To hear President Bruininks tell it, the administration’s objectives during the current economic crisis are to “maintain the core strength and quality of the University” and to “increase productivity … while improving service and efficiency” (e-mail message to employees, Dec. 4, 2008). How does it “increase productivity” to waste employees’ time by canceling searches that are underway? How does cutting faculty positions, so that departments cannot offer students the courses required for their programs, serve to “maintain quality”? How does it “improve service and efficiency” to withdraw curriculum from students trying to complete degrees? Meanwhile, the administration continues to trumpet the university’s “excellence.” I could have taught an entire course in the time I spent chairing the search in ancient religion, or else I could have used that time for research.

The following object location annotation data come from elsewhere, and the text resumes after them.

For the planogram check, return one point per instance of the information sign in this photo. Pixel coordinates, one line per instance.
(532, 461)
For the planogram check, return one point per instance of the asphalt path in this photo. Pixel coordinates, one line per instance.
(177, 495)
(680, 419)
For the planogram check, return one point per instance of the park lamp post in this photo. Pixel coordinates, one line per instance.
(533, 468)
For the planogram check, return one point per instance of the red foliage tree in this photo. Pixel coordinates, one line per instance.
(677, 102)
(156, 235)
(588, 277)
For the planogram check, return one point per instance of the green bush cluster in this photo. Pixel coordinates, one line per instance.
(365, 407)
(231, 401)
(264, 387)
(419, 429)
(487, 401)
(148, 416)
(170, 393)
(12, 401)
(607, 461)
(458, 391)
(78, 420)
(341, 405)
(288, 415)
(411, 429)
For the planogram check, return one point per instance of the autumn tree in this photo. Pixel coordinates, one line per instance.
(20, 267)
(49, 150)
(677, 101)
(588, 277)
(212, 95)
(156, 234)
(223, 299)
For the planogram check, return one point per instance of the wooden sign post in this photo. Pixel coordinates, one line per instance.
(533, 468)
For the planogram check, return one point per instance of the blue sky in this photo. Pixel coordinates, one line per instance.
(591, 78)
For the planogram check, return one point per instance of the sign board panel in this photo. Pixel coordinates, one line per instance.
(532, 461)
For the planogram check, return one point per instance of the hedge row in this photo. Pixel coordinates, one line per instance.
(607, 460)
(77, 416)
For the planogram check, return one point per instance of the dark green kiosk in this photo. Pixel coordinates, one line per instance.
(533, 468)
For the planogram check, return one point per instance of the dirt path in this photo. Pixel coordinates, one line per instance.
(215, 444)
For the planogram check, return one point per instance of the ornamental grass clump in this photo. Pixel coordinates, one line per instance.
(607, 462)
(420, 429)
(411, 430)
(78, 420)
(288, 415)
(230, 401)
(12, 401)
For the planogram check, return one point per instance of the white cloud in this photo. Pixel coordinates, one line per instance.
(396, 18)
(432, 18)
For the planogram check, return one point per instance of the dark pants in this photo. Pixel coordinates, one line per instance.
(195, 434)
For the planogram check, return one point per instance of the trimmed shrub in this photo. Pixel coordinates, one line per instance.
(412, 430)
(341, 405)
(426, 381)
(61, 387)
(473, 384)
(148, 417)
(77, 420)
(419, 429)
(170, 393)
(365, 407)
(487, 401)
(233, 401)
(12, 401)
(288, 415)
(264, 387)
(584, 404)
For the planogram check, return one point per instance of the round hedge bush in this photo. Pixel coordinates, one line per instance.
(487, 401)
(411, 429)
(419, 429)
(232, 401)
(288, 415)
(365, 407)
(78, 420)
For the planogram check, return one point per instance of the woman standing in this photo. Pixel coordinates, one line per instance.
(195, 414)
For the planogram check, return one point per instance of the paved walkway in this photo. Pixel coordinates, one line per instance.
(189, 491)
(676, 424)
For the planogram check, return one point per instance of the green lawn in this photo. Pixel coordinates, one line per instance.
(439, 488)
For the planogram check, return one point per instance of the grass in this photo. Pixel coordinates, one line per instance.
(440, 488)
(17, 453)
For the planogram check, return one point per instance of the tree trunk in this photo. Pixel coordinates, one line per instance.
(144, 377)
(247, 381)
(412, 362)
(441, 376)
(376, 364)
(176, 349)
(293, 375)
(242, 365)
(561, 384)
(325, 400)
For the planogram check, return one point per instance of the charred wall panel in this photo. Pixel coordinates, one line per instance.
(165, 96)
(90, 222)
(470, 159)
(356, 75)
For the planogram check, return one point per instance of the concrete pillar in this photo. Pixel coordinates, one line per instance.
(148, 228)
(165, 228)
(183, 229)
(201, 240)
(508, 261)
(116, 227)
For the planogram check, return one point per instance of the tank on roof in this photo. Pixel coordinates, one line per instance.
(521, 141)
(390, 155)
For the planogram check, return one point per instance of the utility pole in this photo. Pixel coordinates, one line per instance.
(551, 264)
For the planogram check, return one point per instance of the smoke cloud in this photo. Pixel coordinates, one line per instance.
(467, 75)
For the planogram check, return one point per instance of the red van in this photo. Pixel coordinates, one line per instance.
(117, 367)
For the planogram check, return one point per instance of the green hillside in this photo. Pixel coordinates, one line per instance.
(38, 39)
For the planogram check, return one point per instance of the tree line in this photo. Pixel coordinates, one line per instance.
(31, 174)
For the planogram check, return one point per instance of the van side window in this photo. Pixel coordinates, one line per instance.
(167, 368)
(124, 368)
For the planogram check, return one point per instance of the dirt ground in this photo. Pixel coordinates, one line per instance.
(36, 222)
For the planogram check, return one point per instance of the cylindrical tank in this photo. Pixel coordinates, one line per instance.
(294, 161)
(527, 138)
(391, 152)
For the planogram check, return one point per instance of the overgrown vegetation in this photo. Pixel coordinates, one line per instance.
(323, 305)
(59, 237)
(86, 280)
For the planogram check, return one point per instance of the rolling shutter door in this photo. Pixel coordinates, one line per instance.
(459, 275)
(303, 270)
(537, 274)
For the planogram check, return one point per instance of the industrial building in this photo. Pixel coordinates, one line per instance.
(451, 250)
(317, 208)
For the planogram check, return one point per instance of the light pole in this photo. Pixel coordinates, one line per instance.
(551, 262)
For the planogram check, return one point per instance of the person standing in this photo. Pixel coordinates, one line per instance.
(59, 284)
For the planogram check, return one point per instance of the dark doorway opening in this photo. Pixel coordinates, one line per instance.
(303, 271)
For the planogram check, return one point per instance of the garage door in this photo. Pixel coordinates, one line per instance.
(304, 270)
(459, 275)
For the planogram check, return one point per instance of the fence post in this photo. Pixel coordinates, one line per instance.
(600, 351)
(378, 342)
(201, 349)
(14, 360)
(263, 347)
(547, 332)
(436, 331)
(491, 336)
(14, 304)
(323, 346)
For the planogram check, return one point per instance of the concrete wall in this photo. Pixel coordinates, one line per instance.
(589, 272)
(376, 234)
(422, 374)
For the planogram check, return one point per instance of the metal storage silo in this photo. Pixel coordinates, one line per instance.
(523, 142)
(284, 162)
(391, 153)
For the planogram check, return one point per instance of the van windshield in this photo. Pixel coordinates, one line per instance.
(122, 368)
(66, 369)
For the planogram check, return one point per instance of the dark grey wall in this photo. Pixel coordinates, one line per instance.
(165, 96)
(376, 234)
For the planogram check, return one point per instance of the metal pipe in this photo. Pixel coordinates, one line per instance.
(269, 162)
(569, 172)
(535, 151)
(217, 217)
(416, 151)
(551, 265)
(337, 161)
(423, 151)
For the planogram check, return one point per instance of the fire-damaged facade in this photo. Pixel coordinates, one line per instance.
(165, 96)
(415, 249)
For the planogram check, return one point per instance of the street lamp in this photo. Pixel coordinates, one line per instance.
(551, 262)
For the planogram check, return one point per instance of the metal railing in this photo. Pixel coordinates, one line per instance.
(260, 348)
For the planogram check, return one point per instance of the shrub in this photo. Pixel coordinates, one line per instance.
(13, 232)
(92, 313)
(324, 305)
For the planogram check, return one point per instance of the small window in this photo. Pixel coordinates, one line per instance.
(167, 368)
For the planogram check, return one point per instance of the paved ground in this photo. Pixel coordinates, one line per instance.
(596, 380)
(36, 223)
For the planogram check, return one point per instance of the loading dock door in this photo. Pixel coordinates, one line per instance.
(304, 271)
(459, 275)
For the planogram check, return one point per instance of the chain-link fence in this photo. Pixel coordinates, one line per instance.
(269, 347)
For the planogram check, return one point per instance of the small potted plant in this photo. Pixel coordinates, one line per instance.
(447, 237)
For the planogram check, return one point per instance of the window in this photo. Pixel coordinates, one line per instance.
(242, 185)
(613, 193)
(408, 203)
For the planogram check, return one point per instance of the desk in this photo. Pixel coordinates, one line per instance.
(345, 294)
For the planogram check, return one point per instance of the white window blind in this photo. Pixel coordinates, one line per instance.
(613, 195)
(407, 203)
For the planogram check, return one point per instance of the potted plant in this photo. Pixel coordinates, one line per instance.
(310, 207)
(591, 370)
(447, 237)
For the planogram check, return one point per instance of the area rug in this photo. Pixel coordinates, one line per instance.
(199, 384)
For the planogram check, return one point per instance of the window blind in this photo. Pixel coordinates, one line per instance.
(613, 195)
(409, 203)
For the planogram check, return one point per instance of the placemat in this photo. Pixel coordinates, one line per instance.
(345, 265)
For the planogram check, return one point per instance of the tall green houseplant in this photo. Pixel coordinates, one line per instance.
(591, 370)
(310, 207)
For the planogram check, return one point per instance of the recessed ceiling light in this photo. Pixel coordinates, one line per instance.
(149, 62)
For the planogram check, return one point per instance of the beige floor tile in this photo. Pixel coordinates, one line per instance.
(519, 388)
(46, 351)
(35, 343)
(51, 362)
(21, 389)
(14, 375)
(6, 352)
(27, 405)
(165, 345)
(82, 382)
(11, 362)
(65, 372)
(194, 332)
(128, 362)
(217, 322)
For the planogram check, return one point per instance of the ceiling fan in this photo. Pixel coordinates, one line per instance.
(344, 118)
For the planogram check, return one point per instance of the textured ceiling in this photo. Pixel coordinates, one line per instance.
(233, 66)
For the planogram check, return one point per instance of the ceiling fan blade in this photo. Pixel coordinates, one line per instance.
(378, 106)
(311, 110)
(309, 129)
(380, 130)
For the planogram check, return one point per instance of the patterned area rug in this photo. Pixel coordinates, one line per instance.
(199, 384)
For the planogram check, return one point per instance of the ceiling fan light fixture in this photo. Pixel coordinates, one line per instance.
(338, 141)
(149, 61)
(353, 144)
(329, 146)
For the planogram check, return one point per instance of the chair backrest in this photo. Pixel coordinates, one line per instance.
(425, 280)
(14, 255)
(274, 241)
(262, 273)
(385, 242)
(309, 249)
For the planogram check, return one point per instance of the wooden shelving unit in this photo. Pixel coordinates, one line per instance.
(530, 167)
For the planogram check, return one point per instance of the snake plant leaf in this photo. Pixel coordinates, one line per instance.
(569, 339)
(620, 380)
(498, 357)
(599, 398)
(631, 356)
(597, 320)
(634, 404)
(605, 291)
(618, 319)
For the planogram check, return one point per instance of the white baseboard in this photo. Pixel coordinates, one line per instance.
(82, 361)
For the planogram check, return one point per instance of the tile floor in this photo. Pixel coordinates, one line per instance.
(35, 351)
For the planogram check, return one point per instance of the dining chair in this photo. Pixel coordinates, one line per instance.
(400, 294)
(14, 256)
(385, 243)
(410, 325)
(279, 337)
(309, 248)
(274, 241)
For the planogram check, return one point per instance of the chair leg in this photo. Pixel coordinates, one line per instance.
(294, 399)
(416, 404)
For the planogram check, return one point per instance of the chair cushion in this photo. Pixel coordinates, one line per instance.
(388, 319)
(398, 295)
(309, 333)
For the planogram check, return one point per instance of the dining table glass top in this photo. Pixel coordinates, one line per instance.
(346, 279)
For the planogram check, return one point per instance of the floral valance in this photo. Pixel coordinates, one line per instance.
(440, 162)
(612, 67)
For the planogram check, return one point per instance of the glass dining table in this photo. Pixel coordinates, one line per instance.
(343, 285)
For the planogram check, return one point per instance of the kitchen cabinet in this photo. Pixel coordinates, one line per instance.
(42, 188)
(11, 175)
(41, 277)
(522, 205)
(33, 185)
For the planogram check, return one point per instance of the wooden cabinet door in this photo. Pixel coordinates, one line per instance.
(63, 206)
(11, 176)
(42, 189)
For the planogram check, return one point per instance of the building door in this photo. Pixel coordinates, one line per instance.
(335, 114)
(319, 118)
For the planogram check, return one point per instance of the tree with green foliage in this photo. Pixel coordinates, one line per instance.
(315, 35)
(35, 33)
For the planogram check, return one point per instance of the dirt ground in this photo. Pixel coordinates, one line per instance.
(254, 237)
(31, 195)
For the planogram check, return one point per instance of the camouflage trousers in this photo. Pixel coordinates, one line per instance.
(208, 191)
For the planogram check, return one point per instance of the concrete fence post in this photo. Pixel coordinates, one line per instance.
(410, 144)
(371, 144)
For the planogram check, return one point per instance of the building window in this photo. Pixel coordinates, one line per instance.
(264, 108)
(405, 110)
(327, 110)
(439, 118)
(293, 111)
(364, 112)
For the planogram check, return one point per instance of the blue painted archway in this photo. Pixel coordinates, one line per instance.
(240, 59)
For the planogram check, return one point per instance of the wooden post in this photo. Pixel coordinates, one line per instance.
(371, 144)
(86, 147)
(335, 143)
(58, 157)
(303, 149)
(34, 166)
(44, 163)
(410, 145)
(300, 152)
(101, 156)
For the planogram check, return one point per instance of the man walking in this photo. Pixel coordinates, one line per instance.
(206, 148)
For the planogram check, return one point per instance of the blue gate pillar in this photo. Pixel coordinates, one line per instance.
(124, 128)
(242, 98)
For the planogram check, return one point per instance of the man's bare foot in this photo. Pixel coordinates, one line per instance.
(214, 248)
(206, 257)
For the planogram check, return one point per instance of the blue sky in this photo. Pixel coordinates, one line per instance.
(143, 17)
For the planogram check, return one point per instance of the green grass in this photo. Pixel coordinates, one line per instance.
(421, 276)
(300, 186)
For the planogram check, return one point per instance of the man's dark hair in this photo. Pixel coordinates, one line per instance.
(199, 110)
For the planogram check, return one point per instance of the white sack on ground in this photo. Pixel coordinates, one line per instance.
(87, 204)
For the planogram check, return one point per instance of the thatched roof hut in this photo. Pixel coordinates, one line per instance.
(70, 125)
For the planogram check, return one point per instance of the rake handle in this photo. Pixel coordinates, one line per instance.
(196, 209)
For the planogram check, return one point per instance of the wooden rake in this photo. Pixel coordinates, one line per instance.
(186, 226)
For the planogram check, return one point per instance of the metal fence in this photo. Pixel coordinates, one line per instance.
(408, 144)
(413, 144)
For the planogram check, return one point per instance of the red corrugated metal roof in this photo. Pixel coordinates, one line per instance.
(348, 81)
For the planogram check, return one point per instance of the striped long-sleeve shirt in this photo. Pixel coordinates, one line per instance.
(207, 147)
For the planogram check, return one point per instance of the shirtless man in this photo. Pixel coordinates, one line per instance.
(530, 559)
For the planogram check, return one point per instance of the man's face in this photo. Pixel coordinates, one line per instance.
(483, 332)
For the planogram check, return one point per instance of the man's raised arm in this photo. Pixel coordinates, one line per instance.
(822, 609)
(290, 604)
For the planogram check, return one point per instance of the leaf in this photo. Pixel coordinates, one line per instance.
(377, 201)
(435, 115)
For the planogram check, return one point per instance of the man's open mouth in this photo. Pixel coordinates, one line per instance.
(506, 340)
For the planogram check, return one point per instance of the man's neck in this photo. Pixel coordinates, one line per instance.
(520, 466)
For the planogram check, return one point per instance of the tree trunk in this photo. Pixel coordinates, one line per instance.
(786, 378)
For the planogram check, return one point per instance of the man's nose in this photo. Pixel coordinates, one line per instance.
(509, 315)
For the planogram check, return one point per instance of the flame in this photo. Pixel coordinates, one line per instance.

Besides reducing productivity, when the University administration throws our time away, it throws away its putative commitment to excellence.

The administration’s communications about how to address the U’s financial problems always refer to the state, the state’s budget deficit, and the state’s appropriation to the U, as if the hiring pause and all its consequences depend only on the capacity of the state of Minnesota to provide the requisite support. That is nonsense. I submit that the U’s financial position would be much better now if the administration had not chosen to spend large sums on things it wanted, regardless of whether those things have anything to do with the university’s core academic mission. This past year has seen, for example, the purchase of a new financial system – essentially a software package – for the price of $28 million. The old financial system worked fine; the new one does not, and since its implementation in July it has required gargantuan amounts of staff time for training and for making it work. (Efficiency?!) No one I know who actually works with this new system thinks it was a wise purchase.

Everyone can point to their favorite examples of profligate spending, and most would point first at athletics (the costly new stadium, the high salaries of coaches, the billboards advertising football that are as unattractive as they are unnecessary) or at administration (the ever-increasing number of vice presidents; the ever-growing quantity of paper-pushing, or nowadays pixel-pushing, required to get anything done at the U), with its many “initiatives” of dubious purpose and effectiveness (notably the Strategic Propaganda Initiative, as it would rightly be called). Few would point to academics and claim we have too many faculty teaching too many courses, doing too much research, and working with too many students. But it is we who are the university, we the faculty and students (and, yes, the coaches, too), together with the staff who facilitate our work. The administration is not the university but, properly, its servant.

This administration serves the university ill by reducing faculty positions and thereby crippling academic programs. It does a disservice to students, thus to the state of Minnesota, by cutting instruction and curriculum while raising tuition. You, the citizenry, have been led to expect better, and for your share in the U’s funds you have a right to demand it.